The Three Pillars of a Successful Marketing Team
Marketing is commonly seen by those within and outside of the industry as an amorphous blob that seems to embody everything under the sun and nothing at all at the same time. While this can be true in some cases, the reality is that marketing is a clearly defined role that encompasses very specific criteria.
As the marketing director, your job is to define those roles for your team, otherwise, everyone will be actively doing the same jobs. It’s imperative that the marketing department has a clear grasp on what their goals are and how best to meet them.
Because of this, some experts have branded a “three pillar” approach to understanding marketing as a whole; each pillar discusses a specific role and goal for the team to accomplish. When these three are met, the marketing department runs efficiently.
The First Pillar: Clear Branding
A lot of people talk about branding, but what is it exactly? Simply put, branding is the reputation a company has with the outside world. How they perceive your company, what they think about it, and what personality the company conveys to the world is a key marketing effect and can drive sales in a positive or negative way.
While branding is technically the responsibility of the entire organization, it usually falls to the marketing department (and rightfully so) to craft the message through advertisements, mission statements, and customer awareness. This responsibility should be taken seriously: in today’s business climate, people are not only wanting to buy from a company but to have a relationship with them as well.
Branding infiltrates every aspect of the company’s message, from the way that they conduct business to their customer support to their interaction with customers on social media. Be careful to create the right reputation for your company that most closely mirrors the company’s values, and you’ll customers respond as a result.
Pillar Two: Demand From the Company
Viewing the marketing department as a loose set of emotional advertisements and seat-of-your-pants style of marketing came with a certain amount of freedom. Since no one really knew exactly what worked, the team was free to try a bunch of different things.

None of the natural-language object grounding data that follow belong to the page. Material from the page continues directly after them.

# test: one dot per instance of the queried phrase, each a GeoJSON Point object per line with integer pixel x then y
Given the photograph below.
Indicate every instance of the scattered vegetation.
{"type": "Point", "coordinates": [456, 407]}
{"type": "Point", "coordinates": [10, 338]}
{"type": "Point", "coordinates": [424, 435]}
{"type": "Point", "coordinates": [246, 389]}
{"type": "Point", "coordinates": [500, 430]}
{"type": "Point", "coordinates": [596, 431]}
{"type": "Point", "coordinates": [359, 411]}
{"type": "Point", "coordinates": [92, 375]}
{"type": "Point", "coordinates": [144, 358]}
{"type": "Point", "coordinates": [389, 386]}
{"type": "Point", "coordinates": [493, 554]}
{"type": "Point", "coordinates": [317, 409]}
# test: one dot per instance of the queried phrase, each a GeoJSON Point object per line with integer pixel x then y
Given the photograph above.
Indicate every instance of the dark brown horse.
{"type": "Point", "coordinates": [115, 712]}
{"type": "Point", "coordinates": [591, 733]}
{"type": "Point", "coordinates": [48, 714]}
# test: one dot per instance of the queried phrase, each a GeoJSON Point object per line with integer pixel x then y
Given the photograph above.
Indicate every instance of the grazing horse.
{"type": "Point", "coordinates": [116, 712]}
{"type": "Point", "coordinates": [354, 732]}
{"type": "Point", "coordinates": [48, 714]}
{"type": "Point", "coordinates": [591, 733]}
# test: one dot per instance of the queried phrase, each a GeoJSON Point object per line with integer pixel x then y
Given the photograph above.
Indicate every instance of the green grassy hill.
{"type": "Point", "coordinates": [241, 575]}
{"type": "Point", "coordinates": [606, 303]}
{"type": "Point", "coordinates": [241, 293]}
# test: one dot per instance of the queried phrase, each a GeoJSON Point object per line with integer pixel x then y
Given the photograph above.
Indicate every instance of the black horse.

Those days are behind us. In this time period, marketing teams are given countless tools to use in collecting, organizing, and interpreting data, and the company demands a better outcome as a result. In some cases, this is fair, but in every case, it’s the responsibility of the marketing department to meet those demands on some level.
Strive to meet these demands by creating a marketing strategy that is consumed by return on investment (ROI). Empower your team to make the most of their tools by analyzing various metrics that are incoming, and be transparent to the executives about the decisions that are being made. By owning the demands and being responsible for the results, you can turn your team into a results-oriented group.
Pillar Three: Company Culture
While branding is what the world sees on the outside, a company culture is what it’s like on the inside. There’s a reason that Google constantly ranks as one of the best places to work: because the employees have embraced the culture that was set forth by the company as a whole.
But culture is more important than just about making everyone feel better about their workplace; as the culture improves, so does the efficiency of everyone within. People perform better at their jobs, help drive retail innovation, and weather the storms that inevitably drive less-committed employees away. While marketing has traditionally been seen as the voice to customers on the outside, current business climate demands that the marketing department set the tone for the rest of the organization by creating a culture where people champion their own company, rather than viewing it as a place to simply come in and punch a time clock.